昔々日本には技術のソニーという立派な会社がありました。 #sony
ぎりぎりの理性を保って言えば「反吐が出るような会社」でしょうか。まさかあのソニーがこんな会社に成り下がっていたとは。
「さよなら!僕らのソニー」(立石泰則著、文春新書)は、ライターとして常にソニーを見守ってきた著者による決別の書といえるかもしれません。
ひとくちメモでも何度かソニーのことを書いた書籍を採り上げてきましたが、結局そのたびに失望が大きくなっていたように思います。
それでも若き出井社長が出てきたときには、新しいソニーを印象付けられましたし期待もしました。でもこの新書を読む限り、出井社長誕生のときがターニングポイントだったようです。まるでいまの民主党のようです...。
企業というものは生き物ですから、常に変化していくのは仕方がありません。しかしその変化の方向性が重要でしょう。オリジナリティあふれる独自技術のソニーが失われ、凡百のハードメーカーのひとつになってしまったことも寂しいです。
ただそれだけならあのソニーもただの会社になっちゃったんだぁで終わってました。ここにわざわざ書くこともありません。
●キャリア開発室という闇
ボク自身がもっとも驚愕したのは、ソニーのなかに、あのソニーのなかに、リストラ部屋という非人道的な機能があったことでした。この一点において「反吐が出る会社」に転落しました。
新書の234ページから出てくる「キャリア開発室」がリストラ部屋です。ここまで読み進めてきて「ソニーも普通の会社になっちゃった」と思っていた自分の間違いに気付きました。ソニーは普通を通り越して異常な会社になってしまっていました。
リストラ部屋は名作ドラマ「彼女たちの時代」で椎名桔平が閉じ込められたような人格否定部屋です。間接的な退職強要のための装置であり、いわばナチスのガス室のようなものです。
このような部屋に人を閉じ込めて退職を迫ることが出来るサラリーマンは既に人ではありません。ただの首切りロボットです。ナチスの党員のようなもの、内ゲバで粛清をしてしまう兵士のようなものです。家族にも言えないような仕事ですからきっと言ってないでしょうね。
このキャリア開発室については月刊誌『選択』の3月号がさらに詳細に書いています(P.70 ソニーを蝕む陰湿リストラ -禁じ手の「産業医」まで動員)。リストラ部屋に入れても辞めない人をやめさせるために、産業医に「環境を変えるのが一番ですよ」などと言わせてるそうです。この産業医たちも「悪魔の飽食」における丸太(=人体)実験の医師のように思えてなりません。

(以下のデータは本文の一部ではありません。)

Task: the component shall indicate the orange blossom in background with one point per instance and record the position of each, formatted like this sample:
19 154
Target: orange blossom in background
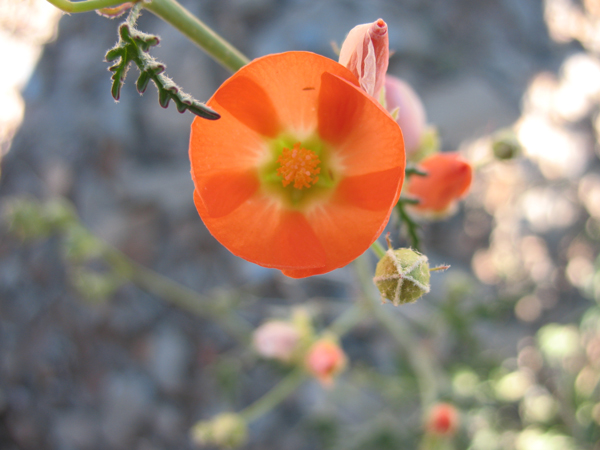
448 180
303 168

こんなおぞましいリストラ技術ばかり話題になってしまう会社がソニーの名を騙っているんです。もうSONYという社名は捨てるべきでしょう。ソニーという会社は既にありません。ソニーを騙る集団がいるだけです。
私は語学のために使うウォークマンを礼賛したりもしてました。そこからアフィリエイトを辿ってウォークマンを買ってくれた方もいらっしゃいます。でも個人的にはもうウォークマンを触るのも気分が悪いです。次のハードを探そうと思っています。
ソニーがただの会社になるだけならまだ良かった。まさかこんな気色の悪い組織に堕していたとは思いませんでした。書いてるだけで本当に反吐が出そうなのでこのあたりでやめます。